LAGG flapping at regular time intervals

nero355 · June 12, 2026, 11:24:32 PM

Quote from: Patrick M. Hausen on June 12, 2026, 09:59:00 PMupdate - I can confirm there might be an interoperability problem with Mikrotik devices and FreeBSD/OPNsense concerning LACP.

Since I changed the LACP timeout from 1s/fast to 30s/slow on both sides and disabled "strict" mode on the OPNsense side the connection now seems to be stable.
On the Mikrotik side there is nothing to adjust but the timeout. I also disabled flowid explicitly on OPNsense but if I am not mistaken that was the default all the time, anyway.

I think I can confirm this :

Quote from: Seimus on June 12, 2026, 11:05:43 PMYea the fast timeout cross vendor is always problematic.
This is not only applying for FBSD & Mikrotik, but as well other vendors.

When I use to build a lot of Linux Bonding LACP links we use to set this :

Quotebond-lacp-rate rate
Denotes the rate of LACPDU requested from the peer.
The rate can be given as string or as numerical value.

Valid values are slow (0) and fast (1). The default is slow.

To SLOW too :)

And this :

Quotebond-miimon interval
Denotes the MII link monitoring frequency in milliseconds.
This determines how often the link state of each slave is inspected for link failures.

A value of zero disables MII link monitoring. The default is 0.

Was always set at 100 IIRC...

_{Source : https://manpages.ubuntu.com/manpages/jammy/man5/interfaces-bond.5.html}

Seimus · Reply #16 - Re: LAGG flapping at regular time intervals

Fast timeout is pain in Enterprise too.
At one point I had enough and enforced across company to use timeout slow (30s) for cross vendor connections.

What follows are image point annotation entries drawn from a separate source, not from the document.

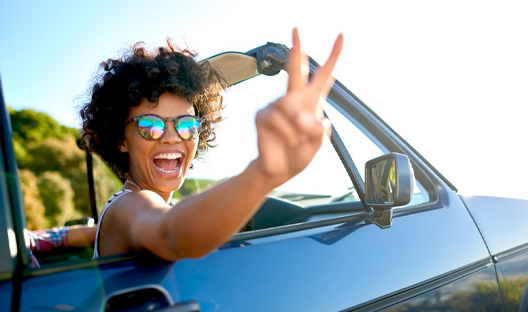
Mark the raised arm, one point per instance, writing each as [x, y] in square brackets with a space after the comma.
[290, 131]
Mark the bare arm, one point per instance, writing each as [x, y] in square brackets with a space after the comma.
[290, 131]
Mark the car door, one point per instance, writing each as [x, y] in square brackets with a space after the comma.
[325, 256]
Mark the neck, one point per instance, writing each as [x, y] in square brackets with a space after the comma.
[167, 198]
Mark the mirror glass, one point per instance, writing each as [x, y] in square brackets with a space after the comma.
[383, 186]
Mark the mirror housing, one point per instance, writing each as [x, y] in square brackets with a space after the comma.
[389, 182]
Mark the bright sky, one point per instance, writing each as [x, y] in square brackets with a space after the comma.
[450, 76]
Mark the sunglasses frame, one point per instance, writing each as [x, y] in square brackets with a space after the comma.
[175, 120]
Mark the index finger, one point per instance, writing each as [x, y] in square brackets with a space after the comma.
[322, 79]
[297, 66]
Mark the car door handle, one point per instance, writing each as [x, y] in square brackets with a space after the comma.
[147, 298]
[186, 306]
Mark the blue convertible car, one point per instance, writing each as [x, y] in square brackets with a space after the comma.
[369, 225]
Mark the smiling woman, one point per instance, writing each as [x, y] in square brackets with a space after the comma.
[153, 112]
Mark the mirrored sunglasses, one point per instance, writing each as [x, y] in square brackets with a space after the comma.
[152, 127]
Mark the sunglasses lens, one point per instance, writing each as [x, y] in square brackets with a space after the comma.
[151, 128]
[188, 128]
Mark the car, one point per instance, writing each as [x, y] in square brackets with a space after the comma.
[369, 225]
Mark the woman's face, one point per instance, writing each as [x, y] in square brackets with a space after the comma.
[161, 165]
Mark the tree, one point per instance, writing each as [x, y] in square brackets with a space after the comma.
[57, 195]
[33, 206]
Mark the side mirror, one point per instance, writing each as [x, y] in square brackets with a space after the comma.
[389, 182]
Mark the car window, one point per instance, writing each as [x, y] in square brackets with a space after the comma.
[363, 146]
[324, 180]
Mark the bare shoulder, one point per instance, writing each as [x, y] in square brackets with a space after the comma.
[127, 214]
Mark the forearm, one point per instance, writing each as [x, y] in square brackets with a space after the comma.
[202, 223]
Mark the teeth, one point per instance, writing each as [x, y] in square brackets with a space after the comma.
[168, 156]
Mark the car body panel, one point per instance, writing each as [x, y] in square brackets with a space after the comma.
[503, 222]
[329, 268]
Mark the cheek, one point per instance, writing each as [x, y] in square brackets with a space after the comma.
[192, 148]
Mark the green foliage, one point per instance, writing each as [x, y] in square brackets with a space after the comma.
[191, 186]
[42, 145]
[32, 126]
[33, 205]
[106, 183]
[57, 196]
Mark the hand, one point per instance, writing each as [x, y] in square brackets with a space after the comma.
[290, 130]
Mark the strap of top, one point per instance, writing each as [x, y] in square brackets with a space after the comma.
[112, 198]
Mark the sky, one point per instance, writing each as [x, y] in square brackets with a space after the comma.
[449, 76]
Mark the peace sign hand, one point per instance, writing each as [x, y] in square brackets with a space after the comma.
[290, 130]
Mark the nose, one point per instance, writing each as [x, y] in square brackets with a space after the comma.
[171, 136]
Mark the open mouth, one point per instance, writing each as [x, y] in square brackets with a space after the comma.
[168, 163]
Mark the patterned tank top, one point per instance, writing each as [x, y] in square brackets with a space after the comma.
[112, 198]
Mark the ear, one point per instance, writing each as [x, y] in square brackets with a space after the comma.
[122, 147]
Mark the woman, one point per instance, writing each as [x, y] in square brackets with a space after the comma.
[154, 154]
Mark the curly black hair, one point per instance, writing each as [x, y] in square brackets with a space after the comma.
[140, 73]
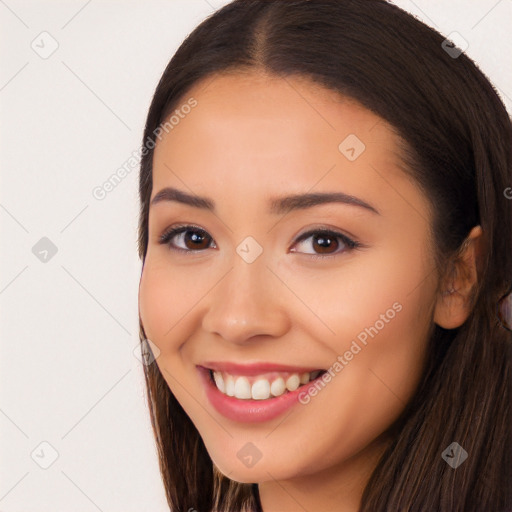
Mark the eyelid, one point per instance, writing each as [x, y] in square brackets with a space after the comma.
[349, 241]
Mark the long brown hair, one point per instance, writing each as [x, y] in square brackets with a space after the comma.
[458, 149]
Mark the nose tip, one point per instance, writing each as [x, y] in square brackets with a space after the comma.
[246, 304]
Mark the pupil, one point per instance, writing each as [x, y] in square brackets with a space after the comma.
[194, 237]
[323, 241]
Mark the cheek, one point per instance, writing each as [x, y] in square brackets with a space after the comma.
[158, 303]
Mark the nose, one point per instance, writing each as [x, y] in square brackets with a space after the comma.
[249, 301]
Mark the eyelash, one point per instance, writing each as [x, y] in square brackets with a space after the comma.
[349, 244]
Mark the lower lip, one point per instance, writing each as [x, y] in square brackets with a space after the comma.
[250, 411]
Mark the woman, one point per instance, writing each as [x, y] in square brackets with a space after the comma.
[325, 237]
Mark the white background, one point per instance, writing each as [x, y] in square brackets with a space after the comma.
[68, 327]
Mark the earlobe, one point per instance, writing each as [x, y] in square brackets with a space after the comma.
[455, 298]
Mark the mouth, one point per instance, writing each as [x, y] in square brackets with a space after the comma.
[255, 393]
[264, 386]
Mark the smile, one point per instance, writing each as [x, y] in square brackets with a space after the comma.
[255, 393]
[261, 387]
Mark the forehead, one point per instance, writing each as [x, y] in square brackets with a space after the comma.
[251, 134]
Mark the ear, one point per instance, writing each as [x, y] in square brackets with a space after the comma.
[454, 302]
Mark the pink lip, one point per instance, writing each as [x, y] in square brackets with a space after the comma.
[252, 369]
[250, 411]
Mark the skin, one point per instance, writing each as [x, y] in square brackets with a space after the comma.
[252, 137]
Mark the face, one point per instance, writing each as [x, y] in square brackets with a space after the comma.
[267, 291]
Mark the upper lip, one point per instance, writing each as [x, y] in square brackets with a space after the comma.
[251, 369]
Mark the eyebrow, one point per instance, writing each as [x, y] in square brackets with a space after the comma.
[279, 205]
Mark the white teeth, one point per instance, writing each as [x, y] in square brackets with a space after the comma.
[278, 387]
[230, 386]
[293, 382]
[242, 388]
[260, 388]
[219, 381]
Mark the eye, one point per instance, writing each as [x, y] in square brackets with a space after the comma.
[191, 239]
[325, 243]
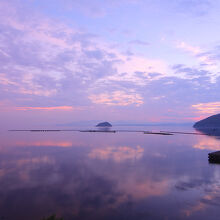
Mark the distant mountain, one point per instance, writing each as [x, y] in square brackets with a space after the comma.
[210, 122]
[104, 124]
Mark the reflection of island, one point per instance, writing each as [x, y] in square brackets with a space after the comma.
[104, 126]
[118, 154]
[209, 126]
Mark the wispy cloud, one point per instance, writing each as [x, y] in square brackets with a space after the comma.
[63, 108]
[208, 108]
[117, 98]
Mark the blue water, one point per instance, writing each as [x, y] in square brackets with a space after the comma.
[108, 175]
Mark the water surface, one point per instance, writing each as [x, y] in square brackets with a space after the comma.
[108, 176]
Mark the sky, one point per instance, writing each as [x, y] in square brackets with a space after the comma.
[129, 60]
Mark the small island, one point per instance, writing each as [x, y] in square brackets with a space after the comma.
[104, 124]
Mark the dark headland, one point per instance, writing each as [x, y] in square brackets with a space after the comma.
[104, 124]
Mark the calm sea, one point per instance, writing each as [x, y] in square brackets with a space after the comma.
[108, 176]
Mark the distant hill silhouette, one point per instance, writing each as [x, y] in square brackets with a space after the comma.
[104, 124]
[210, 122]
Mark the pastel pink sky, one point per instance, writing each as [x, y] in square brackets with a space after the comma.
[65, 61]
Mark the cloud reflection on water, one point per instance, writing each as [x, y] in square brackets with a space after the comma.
[107, 176]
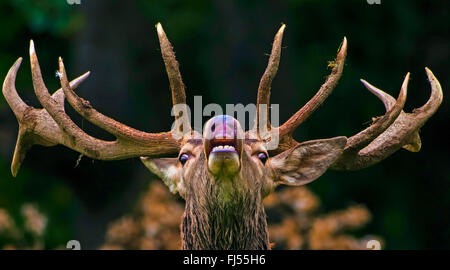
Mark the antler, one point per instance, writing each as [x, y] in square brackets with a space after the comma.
[285, 131]
[51, 125]
[387, 134]
[377, 142]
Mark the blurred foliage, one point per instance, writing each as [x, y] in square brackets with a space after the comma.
[222, 48]
[293, 217]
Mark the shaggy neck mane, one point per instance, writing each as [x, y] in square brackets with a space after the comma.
[217, 219]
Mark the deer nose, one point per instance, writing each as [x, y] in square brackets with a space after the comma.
[222, 127]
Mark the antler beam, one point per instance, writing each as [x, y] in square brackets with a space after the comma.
[51, 125]
[401, 131]
[387, 134]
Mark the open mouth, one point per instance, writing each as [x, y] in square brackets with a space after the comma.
[222, 146]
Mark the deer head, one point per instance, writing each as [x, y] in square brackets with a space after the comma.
[224, 173]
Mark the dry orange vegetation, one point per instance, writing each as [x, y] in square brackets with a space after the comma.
[295, 222]
[155, 224]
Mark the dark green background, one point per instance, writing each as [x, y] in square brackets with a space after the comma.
[222, 48]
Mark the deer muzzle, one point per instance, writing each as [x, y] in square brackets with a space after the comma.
[223, 139]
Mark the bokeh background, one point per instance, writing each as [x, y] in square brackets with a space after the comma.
[223, 47]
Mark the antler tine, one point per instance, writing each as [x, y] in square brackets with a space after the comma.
[84, 108]
[269, 74]
[29, 118]
[325, 90]
[402, 133]
[173, 71]
[380, 124]
[51, 125]
[9, 91]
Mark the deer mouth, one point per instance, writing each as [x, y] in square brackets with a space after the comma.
[223, 145]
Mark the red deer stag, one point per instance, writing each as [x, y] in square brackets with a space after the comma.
[222, 176]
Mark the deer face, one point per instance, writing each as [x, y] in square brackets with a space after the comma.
[225, 159]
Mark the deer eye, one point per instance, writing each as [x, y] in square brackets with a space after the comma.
[263, 157]
[183, 158]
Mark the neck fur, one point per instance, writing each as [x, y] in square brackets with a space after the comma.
[224, 218]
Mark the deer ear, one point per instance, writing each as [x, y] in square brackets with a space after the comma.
[165, 168]
[306, 161]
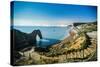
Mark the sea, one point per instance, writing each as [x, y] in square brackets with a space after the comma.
[51, 34]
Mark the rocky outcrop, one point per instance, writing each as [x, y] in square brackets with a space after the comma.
[21, 40]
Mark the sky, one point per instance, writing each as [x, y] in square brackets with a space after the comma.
[47, 14]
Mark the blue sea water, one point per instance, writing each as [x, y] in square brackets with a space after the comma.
[51, 34]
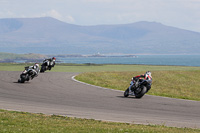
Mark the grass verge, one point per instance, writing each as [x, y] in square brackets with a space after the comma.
[21, 122]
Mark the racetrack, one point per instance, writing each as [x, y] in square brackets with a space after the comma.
[56, 93]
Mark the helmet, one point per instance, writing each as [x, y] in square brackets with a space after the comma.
[148, 75]
[36, 64]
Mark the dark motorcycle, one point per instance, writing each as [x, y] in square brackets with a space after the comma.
[138, 88]
[27, 75]
[47, 65]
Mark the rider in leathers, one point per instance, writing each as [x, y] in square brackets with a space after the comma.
[50, 62]
[146, 76]
[35, 68]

Because the fast was constantly causing for example FW switchovers and other nonsense....

And thats the reason its in OPNsense docs too cause I was crying to Cedrik when he was writing it :)
https://github.com/opnsense/docs/pull/610#issuecomment-2424144823

Regards,
S.

Patrick M. Hausen · Reply #17 - Re: LAGG flapping at regular time intervals

No more flapping during the night and half a day. So it seems the conservative approach is to use slow timeouts.

I vaguely remember reconfiguring all my LAGG ports to use the same settings across all devices a couple of months ago. Probably I changed OPNsense-switch to fast at that time.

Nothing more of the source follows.